Wolf Scarers are Simon Prince and Keith Jafrate, both playing tenor saxophones. They've known each other for years but have never played together until, after appearing on the same bill at Huddersfield's Inclusive Improv last year, it occurred to Simon to suggest some duets. So they got together at Oldham Music Centre and disturbed the pigeons in the neighbourhood for a few Fridays, and Wolf Scarers emerged. Both Simon and Keith have played all sorts of music in the past, and you can hear this in their improvisations, that swerve from gentle meditations that almost become chamber music across to full-blown shout-ups in the true tenor tradition, via, possibly, messed-up marching band funk and deconstructed jazz strut. (No computers are harmed in the making of their music.)

Richard Knight + Noise Research


Richard Knight is a sonic/computational artist, usually performing with digital equipment and an emphasis on spectral ambiguity. Knight also utilises mixing desks as sound sources: a typically passive audio device subverted to become an expressive instrument. Output is derived from the tenuous area between feedback and feedforward – the hazy and perplexing cusp between order and chaos.

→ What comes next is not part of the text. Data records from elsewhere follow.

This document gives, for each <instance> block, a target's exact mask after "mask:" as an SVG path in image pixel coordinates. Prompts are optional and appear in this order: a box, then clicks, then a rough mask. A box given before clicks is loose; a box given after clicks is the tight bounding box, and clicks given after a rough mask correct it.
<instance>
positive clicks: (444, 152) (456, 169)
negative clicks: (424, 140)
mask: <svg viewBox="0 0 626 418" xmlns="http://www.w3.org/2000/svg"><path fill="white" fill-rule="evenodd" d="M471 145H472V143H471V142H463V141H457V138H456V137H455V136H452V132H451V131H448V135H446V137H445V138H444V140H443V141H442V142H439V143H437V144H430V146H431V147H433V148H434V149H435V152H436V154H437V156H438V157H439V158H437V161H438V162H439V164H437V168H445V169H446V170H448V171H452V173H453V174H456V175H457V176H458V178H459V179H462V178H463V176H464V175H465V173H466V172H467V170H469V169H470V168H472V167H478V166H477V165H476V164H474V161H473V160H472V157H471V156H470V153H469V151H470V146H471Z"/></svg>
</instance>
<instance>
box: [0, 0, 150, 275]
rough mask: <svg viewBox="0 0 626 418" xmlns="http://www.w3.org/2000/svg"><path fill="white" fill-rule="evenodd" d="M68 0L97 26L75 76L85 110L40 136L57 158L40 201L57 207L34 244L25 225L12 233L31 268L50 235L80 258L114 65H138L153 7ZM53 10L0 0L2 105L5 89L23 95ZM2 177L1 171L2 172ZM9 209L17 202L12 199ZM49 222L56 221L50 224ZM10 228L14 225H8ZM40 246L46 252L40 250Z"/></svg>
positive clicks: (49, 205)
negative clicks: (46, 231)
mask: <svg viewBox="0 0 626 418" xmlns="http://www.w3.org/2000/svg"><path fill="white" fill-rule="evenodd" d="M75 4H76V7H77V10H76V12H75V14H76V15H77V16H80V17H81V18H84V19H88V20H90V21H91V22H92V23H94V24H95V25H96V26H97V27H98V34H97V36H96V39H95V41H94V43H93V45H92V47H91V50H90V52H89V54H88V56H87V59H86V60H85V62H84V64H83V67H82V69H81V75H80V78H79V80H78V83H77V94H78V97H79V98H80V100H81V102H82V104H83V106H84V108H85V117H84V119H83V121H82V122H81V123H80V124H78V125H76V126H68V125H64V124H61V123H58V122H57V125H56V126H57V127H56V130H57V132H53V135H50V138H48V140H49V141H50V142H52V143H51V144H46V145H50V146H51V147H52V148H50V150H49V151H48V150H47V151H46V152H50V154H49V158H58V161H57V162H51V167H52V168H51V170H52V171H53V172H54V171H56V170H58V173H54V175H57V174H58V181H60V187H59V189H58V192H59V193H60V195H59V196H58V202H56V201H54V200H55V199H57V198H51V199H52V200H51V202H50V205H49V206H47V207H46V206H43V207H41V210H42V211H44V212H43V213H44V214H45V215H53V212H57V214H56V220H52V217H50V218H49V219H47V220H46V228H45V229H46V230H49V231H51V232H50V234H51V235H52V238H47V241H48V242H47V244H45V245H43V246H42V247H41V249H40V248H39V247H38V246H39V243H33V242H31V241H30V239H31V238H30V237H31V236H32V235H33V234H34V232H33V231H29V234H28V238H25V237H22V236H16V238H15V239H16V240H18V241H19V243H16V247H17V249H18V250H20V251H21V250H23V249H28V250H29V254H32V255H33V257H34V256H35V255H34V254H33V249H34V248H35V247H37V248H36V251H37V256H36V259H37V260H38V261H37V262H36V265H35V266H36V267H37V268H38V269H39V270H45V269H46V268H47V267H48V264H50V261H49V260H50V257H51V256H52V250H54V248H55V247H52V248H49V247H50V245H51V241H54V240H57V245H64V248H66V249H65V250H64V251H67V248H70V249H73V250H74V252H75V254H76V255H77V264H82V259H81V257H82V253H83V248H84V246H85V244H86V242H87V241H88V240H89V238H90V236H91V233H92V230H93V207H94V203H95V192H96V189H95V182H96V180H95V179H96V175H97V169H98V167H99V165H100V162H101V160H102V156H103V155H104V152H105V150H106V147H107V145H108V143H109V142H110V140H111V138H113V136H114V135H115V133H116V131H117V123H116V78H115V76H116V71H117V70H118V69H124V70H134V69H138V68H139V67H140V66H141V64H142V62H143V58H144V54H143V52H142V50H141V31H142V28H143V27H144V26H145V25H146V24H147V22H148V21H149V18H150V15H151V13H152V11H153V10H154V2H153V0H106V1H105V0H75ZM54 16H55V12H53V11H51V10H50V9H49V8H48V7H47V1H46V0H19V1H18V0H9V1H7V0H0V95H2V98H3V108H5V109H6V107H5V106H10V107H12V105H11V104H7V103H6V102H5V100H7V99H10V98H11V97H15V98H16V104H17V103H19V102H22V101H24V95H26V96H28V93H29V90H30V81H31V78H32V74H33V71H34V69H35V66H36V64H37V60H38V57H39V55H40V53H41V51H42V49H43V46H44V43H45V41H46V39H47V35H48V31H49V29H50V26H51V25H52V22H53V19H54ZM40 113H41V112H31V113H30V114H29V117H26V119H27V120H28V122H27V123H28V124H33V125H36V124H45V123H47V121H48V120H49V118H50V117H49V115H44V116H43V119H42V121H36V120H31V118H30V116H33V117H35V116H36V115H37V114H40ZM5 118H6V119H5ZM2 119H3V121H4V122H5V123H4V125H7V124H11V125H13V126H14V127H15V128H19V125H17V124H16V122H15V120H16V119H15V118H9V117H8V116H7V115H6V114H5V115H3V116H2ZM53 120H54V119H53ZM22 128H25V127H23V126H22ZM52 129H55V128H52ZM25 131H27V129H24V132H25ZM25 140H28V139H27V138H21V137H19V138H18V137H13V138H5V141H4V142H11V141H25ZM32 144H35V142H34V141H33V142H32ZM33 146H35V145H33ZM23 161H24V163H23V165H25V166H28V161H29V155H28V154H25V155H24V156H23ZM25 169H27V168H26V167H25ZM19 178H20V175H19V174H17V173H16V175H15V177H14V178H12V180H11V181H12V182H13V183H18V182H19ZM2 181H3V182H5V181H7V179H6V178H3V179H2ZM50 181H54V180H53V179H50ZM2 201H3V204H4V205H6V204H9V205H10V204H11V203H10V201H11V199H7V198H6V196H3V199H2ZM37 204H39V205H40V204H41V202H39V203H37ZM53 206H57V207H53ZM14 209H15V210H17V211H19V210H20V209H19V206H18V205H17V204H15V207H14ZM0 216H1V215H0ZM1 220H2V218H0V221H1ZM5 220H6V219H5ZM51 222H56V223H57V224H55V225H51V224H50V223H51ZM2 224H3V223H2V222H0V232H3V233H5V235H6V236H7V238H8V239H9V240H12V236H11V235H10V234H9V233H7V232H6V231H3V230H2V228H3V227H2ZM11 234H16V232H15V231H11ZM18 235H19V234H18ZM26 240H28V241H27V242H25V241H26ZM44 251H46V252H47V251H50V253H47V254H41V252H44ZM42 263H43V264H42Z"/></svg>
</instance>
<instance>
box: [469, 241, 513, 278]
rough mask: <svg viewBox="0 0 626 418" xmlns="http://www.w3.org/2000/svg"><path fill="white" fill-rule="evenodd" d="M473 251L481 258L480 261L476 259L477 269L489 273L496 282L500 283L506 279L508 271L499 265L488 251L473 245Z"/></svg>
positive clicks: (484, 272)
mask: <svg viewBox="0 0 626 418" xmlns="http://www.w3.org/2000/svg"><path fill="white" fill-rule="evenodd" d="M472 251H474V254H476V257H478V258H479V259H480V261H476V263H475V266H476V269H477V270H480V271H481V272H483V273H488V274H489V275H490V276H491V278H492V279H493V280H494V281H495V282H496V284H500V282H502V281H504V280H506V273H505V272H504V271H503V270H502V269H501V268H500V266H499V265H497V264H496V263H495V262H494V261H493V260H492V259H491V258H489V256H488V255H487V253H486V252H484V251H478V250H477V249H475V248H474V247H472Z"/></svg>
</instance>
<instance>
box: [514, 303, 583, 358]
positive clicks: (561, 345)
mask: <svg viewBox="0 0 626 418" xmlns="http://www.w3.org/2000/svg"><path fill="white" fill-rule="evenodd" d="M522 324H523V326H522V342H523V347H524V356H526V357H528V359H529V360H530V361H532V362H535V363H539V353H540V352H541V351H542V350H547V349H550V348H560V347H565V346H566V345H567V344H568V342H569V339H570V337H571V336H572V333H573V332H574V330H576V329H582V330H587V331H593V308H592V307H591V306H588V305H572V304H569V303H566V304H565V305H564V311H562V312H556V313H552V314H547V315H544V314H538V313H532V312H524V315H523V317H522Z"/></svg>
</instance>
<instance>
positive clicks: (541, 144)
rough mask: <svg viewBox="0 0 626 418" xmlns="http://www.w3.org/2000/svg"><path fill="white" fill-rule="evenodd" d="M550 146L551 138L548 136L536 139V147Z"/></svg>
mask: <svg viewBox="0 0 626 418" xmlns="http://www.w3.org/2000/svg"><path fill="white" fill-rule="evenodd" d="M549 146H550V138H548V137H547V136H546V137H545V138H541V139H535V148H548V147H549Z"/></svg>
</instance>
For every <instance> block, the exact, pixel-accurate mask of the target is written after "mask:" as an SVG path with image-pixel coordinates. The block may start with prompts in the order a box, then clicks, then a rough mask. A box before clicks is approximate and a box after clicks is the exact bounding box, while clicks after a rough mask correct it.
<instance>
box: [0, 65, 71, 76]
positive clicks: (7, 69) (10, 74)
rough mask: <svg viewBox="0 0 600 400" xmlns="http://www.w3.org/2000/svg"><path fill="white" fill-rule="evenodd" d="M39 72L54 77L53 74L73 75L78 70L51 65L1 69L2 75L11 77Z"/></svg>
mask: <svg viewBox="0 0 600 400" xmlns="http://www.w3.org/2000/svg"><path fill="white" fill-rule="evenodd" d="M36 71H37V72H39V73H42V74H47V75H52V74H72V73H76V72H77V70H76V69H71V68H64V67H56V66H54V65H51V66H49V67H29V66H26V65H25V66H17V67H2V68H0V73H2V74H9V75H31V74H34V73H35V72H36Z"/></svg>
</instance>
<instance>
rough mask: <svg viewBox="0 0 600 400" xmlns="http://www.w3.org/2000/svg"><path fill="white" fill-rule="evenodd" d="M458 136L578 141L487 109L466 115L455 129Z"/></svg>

Noise Research (aka UK sound manipulatist Ian Simpson) has adopted an uncompromising approach in both playing and performance. Simpson's source material comes not from the inside of a physics lab but the natural world: birds shriek and water crashes, processed into something altogether more alien as his hands wander around a table containing what looks like the contents of the world's coolest shed (Cath Aubergine - 2010).